After being introduced in early April, President Joe Biden’s infrastructure package is still struggling to achieve bipartisan support in the Senate.
However, a new bipartisan group of senators — 10 Democrats and 11 Republicans — is developing an infrastructure deal that has yet to be released publicly. The deal has a $1 trillion price tag and $579 billion in new spending, according to The Associated Press.
This cuts the president’s original price tag in half from $2 trillion, and his original new spending plan consisted of $600 billion.
The 21 lawmakers who reached the deal behind closed doors announced Thursday that the proposal would be “fully paid for and not include tax increases,” according to a CNBC report. They have yet to announce what will be funding the bill.

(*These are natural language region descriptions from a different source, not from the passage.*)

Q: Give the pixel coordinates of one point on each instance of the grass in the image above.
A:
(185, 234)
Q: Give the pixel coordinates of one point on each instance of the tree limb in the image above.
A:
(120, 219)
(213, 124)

More liberal Democrats in the Senate expressed opposition to the bipartisan deal, raising concerns that the negotiators traded policy priorities in order to gain Republican support, the Washington Post reported. A large priority for the Senate Democrats continues to be climate change, and President Biden hopes to prioritize broadband, electric vehicle charging stations and include the corporate tax rate hike, from 21% to 28%, which Republicans staunchly oppose.
Senate Republicans prefer focusing on fixing existing transportation systems, funding road, highway and other project improvements. They oppose any tax hikes to fund the bill, but Sen. Mitt Romney, R-Utah, said the package does propose the gas tax be indexed to rise at the rate of inflation. This was met with opposition from the White House, who said the effort was a nonstarter.

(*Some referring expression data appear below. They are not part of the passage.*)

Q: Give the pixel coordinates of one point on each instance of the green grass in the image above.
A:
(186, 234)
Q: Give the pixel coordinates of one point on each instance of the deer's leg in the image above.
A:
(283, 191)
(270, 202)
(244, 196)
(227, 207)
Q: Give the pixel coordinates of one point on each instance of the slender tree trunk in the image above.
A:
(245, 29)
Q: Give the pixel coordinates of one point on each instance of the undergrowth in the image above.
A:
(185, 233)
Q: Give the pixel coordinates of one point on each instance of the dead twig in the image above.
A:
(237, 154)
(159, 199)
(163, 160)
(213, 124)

The president is seeking a bipartisan agreement to pass the bill, but is simultaneously instructing Democrats in control of the House and Senate to prepare to pass sections of the bill on their own using the budget reconciliation process that only requires 51 votes.

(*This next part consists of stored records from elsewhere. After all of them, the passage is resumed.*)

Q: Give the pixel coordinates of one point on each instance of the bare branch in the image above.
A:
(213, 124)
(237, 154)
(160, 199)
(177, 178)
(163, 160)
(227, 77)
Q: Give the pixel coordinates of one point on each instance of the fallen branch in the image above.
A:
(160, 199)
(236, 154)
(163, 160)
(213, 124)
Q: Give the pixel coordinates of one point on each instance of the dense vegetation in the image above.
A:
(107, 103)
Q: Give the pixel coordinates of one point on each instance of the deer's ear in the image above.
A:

Realistically, the president and Democrats are preparing to go it alone if Republicans attempt to block the investments with the filibuster.
With 21 lawmakers backing the bipartisan proposal, theoretically, the Senate could reach the 60-vote threshold needed to advance the bill.
“I’m still hoping we can put together the two bookends here,” the president said on Wednesday, according to national media reports.
Preliminary reports detail the $579 billion in new spending in the bipartisan proposal will include: $110 billion on roads and highways, $66 billion on passenger and freight rail and $48 billion on public transit, according to a Republican who requested anonymity to discuss the package, The Associated Press reported.
In addition, compromise was made on another $47 billion to go to resiliency efforts to fight climate change and money for electric vehicle charging stations.
The bipartisan group also wants to tap into $120 billion in unspent COVID-19 relief funds and $315 billion from the Paycheck Protection Program.
However, if Democrats choose to ignore the bipartisan proposal and start a process passing a majority of the package without Republican votes, initial votes could start in July.